Nel caso esaminato nella risposta, mancando uno dei presupposti (impegno di investimento di tutti i manager almeno uguale all’1% dell’investimento totale nel fondo) viene preliminarmente rilevato che tale assenza richiede un’analisi volta a verificare caso per caso della natura del provento seguendo la ratio della norma: la regolamentazione del carried interest deve garantire, infatti, anche in termini di ammontare, un allineamento degli interessi e dei rischi dei manager e degli altri investitori tale da consentire di attribuire alle distribuzioni natura finanziaria anziché lavorativa.

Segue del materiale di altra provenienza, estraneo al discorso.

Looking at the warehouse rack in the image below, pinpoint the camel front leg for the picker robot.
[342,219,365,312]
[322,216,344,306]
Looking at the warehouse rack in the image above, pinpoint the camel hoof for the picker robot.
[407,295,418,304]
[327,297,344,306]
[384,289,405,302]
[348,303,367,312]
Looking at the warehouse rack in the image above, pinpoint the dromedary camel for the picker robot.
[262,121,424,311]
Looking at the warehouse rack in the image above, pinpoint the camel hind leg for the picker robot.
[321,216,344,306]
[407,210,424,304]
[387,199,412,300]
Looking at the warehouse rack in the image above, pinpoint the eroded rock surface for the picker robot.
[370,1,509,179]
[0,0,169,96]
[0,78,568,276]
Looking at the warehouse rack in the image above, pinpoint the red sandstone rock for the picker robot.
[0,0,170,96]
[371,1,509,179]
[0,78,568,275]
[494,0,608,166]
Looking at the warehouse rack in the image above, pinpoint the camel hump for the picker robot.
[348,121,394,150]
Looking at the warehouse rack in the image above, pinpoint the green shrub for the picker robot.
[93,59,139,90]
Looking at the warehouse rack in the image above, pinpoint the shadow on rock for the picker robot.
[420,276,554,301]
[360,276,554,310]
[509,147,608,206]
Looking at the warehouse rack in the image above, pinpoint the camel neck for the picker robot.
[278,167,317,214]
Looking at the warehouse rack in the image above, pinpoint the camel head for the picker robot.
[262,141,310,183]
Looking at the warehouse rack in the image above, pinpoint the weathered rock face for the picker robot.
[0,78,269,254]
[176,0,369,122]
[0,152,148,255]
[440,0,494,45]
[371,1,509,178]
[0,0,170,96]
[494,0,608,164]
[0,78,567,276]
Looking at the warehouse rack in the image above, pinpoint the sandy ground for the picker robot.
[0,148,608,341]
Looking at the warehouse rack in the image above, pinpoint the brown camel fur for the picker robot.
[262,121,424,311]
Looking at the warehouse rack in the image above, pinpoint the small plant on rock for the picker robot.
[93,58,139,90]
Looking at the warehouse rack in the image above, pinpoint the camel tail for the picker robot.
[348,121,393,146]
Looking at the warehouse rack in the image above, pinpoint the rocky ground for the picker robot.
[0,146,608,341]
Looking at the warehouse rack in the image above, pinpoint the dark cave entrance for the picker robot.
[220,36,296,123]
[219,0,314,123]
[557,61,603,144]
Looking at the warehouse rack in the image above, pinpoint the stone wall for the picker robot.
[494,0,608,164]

Ed è proprio detto allineamento di interessi che secondo l’Agenzia viene a mancare nel caso esaminato: infatti, (i) l’investimento dei singoli manager si presenta modesto in valore assoluto e (ii) risulta che la remunerazione dei manager si componga esclusivamente della parte fissa e di nessuna parte variabile, circostanza giustificata dalle politiche di remunerazione della SGR e dai verbali del suo consiglio di amministrazione, dai quali si evincerebbe che sarebbe proprio il carried interest a concretizzare un sistema premiante come “forma di incentivo” e sostitutivo della remunerazione variabile.
Ne consegue l’impossibilità di riconoscere ai proventi derivanti da tale carried interest ideato dalla SGR una natura finanziaria e, quindi, la loro qualificazione fiscale come reddito di lavoro dipendente ex art. 51 Tuir.